MySQL Cluster 6.2/6.3/7.0
Except a number of optimizations and new features the memory allocator has also been revamped and now allocates pages on a per page basis.

Allocation
  1. If the table is empty and there is an insert - one page will be allocated from the page pool (DataMemory) and associated with that table.
  2. Subsequent inserts will fill up the data page until it is full.
  3. The allocator allocates one page at a time!
Deallocation
  • Currently, a delete resulting in a free page, will not return the free page to DataMemory page pool! It will still be associated with the table it was allocated to. Thus, a "DELETE FROM table1" will not free up any pages. The pages are still bound to the table. From MySQL Cluster 6.3 there is per page de-allocation.
  • truncate/drop table will release the pages to the DataMemory page pool.
  • Rolling restarts of the data nodes will not defragment empty pages, except for pages that store VAR* attributes (VAR* attrs are stored separate from fixed size attributes).
MySQL 5.0 (don't use)

Allocation
  1. If the table is empty and there is an insert - one page will be allocated from the page pool (DataMemory) and associated with that table.
  2. Subsequent inserts will fill up the data page until it is full.
  3. When the page is full the memory allocator allocating pages to a table will grow the number of pages associated with the table with 18.75%! This means that if a table is using 100 pages and all those pages are full, then the next insert will force the allocator to allocate another 18.75 (19 rounded up) pages from the DataMemory page pool to the table, resulting in that the table now has 119 pages associated with it.
Moreover, you can have free DataMemory (if you look using ndb_mgm -e "all dump 1000" , then check the cluster log what it prints out) , but still fail to do one insert with the error message "Table full", because the allocator cannot grow the table with 18.75%, because there are not enough free pages in the DataMemory page pool!!

E.g, the table is currenty uses 1000 pages, next allocation will force the table to allocate 200 additional pages, but there are only 199 pages available in the DataMemory page pool!

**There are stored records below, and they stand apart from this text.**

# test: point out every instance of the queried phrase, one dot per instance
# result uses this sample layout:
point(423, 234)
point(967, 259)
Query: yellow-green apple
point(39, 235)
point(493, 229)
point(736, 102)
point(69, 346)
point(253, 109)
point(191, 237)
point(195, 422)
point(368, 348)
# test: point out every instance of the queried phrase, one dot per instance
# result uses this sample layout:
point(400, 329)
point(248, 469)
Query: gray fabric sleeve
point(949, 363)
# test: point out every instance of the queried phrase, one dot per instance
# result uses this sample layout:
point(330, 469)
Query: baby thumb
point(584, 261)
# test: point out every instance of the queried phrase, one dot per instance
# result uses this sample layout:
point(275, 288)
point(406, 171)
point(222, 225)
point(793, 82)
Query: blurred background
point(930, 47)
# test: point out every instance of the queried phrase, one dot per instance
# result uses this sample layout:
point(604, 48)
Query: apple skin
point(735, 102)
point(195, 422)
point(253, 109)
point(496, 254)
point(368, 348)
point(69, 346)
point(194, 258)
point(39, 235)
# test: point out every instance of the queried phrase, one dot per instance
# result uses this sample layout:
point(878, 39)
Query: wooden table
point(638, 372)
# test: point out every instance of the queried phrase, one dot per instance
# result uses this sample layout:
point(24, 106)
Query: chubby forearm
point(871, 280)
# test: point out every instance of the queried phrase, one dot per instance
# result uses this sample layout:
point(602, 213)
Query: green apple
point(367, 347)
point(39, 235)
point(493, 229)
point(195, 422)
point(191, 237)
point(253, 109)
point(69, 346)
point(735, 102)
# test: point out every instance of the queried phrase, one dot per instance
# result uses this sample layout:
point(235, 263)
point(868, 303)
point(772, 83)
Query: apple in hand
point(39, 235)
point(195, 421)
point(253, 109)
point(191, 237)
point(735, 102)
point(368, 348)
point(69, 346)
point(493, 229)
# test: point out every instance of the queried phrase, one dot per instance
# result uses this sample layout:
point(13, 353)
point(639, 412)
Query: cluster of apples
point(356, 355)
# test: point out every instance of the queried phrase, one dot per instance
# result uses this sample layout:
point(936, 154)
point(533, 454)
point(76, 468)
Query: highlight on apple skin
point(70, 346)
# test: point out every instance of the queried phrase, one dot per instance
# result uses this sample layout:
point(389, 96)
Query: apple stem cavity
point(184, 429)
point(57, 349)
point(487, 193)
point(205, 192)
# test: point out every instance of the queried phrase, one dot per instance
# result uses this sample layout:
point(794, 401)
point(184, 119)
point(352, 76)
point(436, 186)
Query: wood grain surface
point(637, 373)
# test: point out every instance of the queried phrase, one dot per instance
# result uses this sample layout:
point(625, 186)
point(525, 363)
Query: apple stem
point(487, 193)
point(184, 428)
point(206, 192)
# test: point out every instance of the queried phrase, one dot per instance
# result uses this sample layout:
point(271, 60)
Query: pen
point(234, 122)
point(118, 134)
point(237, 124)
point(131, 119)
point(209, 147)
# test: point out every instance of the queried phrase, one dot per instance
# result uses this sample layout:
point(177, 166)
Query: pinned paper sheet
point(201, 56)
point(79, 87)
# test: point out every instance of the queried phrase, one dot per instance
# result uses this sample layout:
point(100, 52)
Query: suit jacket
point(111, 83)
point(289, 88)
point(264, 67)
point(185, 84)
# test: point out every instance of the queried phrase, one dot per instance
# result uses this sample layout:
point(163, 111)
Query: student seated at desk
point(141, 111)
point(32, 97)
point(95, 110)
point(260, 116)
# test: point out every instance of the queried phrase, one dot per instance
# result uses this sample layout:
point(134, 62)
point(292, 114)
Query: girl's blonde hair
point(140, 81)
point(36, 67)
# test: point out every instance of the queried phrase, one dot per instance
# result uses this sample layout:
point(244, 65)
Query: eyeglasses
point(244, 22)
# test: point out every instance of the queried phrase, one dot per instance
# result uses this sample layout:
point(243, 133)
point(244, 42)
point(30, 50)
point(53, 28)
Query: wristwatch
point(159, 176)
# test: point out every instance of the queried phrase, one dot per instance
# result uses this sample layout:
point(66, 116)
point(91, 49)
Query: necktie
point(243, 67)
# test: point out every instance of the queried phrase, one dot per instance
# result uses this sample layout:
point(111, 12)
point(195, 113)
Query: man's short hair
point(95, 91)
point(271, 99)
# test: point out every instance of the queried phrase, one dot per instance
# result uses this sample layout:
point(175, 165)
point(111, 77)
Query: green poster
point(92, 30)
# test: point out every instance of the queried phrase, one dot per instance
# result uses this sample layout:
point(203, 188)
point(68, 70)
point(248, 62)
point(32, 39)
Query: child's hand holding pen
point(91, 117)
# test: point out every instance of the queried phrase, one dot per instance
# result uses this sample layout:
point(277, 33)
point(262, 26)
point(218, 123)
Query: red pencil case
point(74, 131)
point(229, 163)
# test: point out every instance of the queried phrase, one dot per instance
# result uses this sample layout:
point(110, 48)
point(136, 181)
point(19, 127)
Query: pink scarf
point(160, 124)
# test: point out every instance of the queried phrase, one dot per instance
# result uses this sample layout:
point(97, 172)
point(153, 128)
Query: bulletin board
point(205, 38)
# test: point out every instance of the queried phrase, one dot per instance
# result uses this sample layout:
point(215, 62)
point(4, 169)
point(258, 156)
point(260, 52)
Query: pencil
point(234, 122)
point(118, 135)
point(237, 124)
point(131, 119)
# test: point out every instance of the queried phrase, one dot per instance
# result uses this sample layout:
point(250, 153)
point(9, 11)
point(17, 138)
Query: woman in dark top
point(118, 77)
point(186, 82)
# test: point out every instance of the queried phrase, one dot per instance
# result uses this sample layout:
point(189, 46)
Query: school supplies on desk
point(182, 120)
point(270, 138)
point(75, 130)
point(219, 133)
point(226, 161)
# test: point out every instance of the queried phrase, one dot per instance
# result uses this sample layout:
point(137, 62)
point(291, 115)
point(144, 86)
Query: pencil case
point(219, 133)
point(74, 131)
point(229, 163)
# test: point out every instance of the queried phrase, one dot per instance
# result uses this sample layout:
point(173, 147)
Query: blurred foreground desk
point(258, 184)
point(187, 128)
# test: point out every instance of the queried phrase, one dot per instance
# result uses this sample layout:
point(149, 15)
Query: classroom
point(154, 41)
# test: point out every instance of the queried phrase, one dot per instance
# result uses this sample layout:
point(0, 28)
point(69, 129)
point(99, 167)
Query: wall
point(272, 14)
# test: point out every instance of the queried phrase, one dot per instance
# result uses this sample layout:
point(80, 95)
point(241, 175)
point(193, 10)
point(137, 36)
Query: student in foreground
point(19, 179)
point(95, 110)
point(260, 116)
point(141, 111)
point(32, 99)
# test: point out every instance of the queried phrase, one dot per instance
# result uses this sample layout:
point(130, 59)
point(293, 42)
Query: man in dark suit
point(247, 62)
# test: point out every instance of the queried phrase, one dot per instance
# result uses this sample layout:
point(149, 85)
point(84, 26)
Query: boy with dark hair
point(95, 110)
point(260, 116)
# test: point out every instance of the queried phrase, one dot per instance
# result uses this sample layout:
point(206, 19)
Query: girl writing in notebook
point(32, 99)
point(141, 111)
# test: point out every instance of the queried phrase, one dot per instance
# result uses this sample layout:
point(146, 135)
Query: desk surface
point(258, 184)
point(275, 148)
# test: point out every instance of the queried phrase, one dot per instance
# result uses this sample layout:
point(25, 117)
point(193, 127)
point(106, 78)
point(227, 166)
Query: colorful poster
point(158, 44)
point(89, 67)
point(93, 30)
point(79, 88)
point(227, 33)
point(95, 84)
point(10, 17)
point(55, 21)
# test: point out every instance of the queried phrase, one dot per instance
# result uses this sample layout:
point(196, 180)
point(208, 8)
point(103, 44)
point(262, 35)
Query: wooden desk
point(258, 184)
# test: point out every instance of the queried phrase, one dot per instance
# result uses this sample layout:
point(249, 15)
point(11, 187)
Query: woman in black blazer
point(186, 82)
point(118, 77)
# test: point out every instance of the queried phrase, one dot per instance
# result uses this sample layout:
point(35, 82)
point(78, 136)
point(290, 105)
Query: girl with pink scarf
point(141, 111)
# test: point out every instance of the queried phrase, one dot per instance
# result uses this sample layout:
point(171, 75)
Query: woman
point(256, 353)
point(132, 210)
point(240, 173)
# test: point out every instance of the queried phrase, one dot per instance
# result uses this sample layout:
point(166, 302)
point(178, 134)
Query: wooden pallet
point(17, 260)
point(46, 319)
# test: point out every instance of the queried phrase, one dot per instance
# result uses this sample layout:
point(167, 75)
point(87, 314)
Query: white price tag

Then you will get the "Table full" error message. However, another table may of course be able to do the allocation.

Best practice is to never fill up your database with more than 80% of the DataMemory because of this, and the fact that during System Restart the data nodes may recover the data in another order than you inserted it (thus the alllocator may have succeeded to insert the data into the database, but during recovery the allocation pattern may, and is likely to, be different), thus it may be impossible to recover your data in case of a cluster failure.

Deallocation
  • A delete resulting in a free page, will not return the free page to DataMemory page pool! It will still be associated with the table it was allocated to. Thus, a "DELETE FROM table1" will not free up any pages. The pages are still bound to table1, and subsequent inserts will be made on the pages already associated with the table.
  • truncate/drop table will release the pages to the DataMemory page pool.
  • In 5.0 - rolling restarts of the data nodes will reclaim and defragment empty pages.
  • In 5.1 - rolling restarts of the data nodes will not defragment empty pages. This has to do with a new faster node recovery protocol, called Optimized Node Recovery.
Please note that you can use ndb_mgm -e "all report mem" to view the memory utilization.

Thanks Jonas and Tomas at MySQL for your input on this.